- Written by: Mishima Yukio

Premiere
- Date: 1998 (this production)
- Place: City Theater of Tehran

= The Lady Aoi (Bahram Beyzai production) =

The Lady Aoi (بانو آئویی, Banou Aoi) was a 1998 production of Yukio Mishima's play of the same name in Persian translation, which was produced and directed by Bahram Beyzai. It is Beyzai's only production of a play by a playwright other than himself.

== Production ==
After about 18 years of no theater work since Death of Yazdgerd (1979), in 1997 Beyzai, at the indication of the officials of the new government of Mohammad Khatami (1997–2005), returned to Tehran from his brief stay in Strasbourg at the invitation of the International Parliament of Writers. He was given the green light to stage a play if he wished so.

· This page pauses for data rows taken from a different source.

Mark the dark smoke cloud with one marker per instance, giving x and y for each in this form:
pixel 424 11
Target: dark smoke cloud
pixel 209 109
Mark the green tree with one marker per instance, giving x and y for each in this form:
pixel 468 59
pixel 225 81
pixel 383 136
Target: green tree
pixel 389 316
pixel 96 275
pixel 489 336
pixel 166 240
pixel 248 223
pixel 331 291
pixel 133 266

Earlier, Beyzai had translated Aoi no Ue, the Noh on which Mishima based his The Lady Aoi, into Persian. Now, finding out that Mojdeh Shamsaie, his wife, had acting in The Lady Aoi on her mind as her graduate work, he decided to produce this play for her. Huge popular interest made this performance a public event: instead of a single university performance, the play remained on stage for months, and audiences welcomed it greatly.

== Cast ==
- Rokujo . . . Mojdeh Shamsaie
- Hikaru . . . Parsa Pirouzfar
- Nurse . . . Mahshad Mokhberi

Subsequently, Mojdeh Shamsaie, already Beyzai's wife since 1992, became a fixed actress in all of his films and stage plays. She had first appeared in Beyzai's film Travelers in 1991.

== Reception ==
Most of the Persian critics and playwrights, among them Hamid Amjad, Shahram Jafarinejad and Hossein Kiani, responded favorably to the play. Amjad compared Beyzai's worldview with Mishima's. Jafarinejad admired the actresses as well as the actor (Pirouzfar) whom he considered less successful, but still quite agreeable. Kiani praised Beyzai's mise-en-scène and minor modifications.